How to efficiently find common elements of two vectors with duplicate elements?

Example:

v1 <- c(1, 1, 2, 3, 3, 4)  
v2 <- c(1, 1, 1, 3, 4, 5)  
commonElements <- c(1, 1, 3, 4)

intersect doesn't handle duplicate elements well.

Answer 1

I like intersect and table s, so...

tv1 <- table(v1)
tv2 <- table(v2)
comvals <- intersect(names(tv1),names(tv2))
comtab <- apply(rbind(tv1[comvals],tv2[comvals]),2,min)

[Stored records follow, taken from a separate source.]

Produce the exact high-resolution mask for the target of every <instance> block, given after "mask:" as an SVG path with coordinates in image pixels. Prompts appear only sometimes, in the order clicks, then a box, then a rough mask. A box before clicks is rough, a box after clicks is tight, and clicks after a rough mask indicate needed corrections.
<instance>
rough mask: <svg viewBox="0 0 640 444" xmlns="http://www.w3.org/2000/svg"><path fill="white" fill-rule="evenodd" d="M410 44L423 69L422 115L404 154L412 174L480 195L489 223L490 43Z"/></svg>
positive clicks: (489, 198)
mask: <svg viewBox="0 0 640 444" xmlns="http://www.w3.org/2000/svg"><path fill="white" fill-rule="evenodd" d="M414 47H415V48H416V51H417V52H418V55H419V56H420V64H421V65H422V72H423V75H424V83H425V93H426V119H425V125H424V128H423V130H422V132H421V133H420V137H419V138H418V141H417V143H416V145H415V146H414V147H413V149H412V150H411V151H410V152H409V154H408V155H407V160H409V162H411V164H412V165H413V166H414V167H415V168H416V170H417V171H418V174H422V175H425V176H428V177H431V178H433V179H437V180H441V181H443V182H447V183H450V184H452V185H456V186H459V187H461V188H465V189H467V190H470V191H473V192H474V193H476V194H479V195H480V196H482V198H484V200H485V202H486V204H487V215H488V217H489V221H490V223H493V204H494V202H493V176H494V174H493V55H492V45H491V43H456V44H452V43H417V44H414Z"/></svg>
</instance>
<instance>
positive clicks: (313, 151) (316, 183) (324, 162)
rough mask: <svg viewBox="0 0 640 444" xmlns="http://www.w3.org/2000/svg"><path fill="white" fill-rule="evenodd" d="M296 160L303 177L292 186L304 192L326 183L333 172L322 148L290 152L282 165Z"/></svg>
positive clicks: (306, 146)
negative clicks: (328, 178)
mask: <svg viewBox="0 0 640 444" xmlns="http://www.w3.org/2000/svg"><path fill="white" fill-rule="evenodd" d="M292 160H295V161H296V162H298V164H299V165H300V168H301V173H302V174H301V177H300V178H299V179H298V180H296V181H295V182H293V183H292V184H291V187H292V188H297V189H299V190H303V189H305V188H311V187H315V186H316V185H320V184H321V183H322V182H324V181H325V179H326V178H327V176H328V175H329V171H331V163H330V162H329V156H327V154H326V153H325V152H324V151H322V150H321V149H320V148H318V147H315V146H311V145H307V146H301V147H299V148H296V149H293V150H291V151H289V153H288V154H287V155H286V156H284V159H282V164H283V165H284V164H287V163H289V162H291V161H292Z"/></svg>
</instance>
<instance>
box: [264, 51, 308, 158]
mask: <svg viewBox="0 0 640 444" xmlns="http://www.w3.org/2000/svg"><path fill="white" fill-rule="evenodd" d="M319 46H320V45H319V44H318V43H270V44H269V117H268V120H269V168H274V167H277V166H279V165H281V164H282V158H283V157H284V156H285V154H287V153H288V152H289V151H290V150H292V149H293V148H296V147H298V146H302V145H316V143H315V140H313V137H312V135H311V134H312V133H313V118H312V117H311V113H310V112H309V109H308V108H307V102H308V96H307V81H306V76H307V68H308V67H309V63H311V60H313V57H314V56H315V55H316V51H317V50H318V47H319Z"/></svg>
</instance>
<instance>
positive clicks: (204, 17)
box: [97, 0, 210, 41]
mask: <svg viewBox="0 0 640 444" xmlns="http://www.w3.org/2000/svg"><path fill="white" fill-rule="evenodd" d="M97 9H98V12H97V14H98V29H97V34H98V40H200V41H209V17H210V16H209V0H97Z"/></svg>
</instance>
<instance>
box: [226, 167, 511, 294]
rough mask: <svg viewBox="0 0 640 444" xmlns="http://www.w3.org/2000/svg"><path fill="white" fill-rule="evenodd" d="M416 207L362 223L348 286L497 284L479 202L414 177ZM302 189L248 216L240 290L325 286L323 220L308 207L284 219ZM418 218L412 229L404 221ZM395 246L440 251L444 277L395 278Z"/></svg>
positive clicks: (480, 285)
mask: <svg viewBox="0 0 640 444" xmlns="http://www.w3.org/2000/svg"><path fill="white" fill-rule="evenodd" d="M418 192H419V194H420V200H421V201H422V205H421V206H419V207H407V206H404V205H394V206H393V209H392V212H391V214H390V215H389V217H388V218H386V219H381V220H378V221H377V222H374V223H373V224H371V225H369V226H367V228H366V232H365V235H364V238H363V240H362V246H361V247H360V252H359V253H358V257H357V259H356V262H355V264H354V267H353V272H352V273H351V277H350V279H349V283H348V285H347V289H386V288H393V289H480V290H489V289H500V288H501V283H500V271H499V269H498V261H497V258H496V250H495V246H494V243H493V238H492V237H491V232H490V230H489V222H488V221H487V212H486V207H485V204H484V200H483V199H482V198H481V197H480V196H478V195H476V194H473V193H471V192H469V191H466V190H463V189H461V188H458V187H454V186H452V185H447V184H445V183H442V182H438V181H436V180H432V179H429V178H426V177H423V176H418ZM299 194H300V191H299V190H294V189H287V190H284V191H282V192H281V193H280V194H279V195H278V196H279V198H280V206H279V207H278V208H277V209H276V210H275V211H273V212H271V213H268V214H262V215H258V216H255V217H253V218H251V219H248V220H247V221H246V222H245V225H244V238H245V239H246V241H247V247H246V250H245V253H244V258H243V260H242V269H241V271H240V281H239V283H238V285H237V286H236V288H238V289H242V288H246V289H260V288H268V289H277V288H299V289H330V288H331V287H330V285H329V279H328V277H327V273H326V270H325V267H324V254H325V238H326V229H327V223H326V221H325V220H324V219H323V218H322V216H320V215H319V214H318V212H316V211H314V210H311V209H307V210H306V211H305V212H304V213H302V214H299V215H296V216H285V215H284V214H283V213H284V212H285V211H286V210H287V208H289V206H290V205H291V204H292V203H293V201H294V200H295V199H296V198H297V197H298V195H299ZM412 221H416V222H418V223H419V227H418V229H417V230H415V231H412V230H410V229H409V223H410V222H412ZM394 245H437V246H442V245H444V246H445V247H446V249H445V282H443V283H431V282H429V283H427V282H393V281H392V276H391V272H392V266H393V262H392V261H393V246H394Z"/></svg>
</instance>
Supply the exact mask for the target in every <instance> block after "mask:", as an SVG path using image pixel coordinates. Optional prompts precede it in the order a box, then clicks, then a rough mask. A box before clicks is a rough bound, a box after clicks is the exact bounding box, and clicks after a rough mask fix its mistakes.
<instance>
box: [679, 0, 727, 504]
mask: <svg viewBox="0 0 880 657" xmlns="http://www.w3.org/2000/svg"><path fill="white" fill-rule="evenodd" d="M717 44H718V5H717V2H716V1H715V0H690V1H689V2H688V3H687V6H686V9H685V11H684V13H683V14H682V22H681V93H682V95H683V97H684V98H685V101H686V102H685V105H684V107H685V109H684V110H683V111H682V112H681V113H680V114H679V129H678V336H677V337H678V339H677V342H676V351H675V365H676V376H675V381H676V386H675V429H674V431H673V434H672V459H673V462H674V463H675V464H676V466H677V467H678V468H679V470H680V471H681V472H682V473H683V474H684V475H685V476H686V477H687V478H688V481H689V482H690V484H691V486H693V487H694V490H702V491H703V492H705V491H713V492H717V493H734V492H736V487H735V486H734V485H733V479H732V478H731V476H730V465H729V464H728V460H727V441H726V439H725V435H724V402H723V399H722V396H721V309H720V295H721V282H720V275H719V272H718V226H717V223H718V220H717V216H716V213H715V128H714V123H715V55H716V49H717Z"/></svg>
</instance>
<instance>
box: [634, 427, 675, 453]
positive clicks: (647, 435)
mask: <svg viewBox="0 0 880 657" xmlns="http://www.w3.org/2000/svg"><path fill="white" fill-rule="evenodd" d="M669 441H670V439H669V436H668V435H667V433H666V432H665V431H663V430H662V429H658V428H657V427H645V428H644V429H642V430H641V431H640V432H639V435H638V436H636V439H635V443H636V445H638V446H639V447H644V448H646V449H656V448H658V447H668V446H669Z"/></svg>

The information is still there, but in (what I view as) a nicer format:

> comtab
1 3 4 
2 1 1 

EDIT: If you really want that vector, though, it's: as.numeric(rep(names(comtab),comtab)) .

Answer 2

Here is another option:

common <- function(v1, v2) {
  lvls <- unique(c(v1, v2))
  v1a <- factor(v1, levels=lvls)
  v2a <- factor(v2, levels=lvls)
  v <- pmin(table(v1a), table(v2a))
  as.numeric(rep(names(v), v))
}

common(rep(1:3, 1:3), rep(1:2, 1:2))
[1] 1 2 2

common(rep(c(1,3,5), 1:3), rep(c(5,2), 2))
[1] 5 5

EDIT: wrap a function, demonstrate different cases and speed up per @Dason's comment

Answer 3

I'm sure there are many ways to do this but I opted to sort it and use rle to get the values and counts. table could probably accomplish the same task as well.

common <- function(v1, v2){
  r1 <- rle(sort(v1))
  r2 <- rle(sort(v2))
  vals <- intersect(r1$values, r2$values)
  l1 <- r1$lengths[r1$values %in% vals]
  l2 <- r2$lengths[r2$values %in% vals]
  rep(vals, pmin(l1, l2))
}

common(v1, v2)

some examples

> common(v1, v2)
[1] 1 1 3 4
> common(c(1,1), c(3,2,1,3,1))
[1] 1 1
> common(c(1,2,3,2), c(1,2,3))
[1] 1 2 3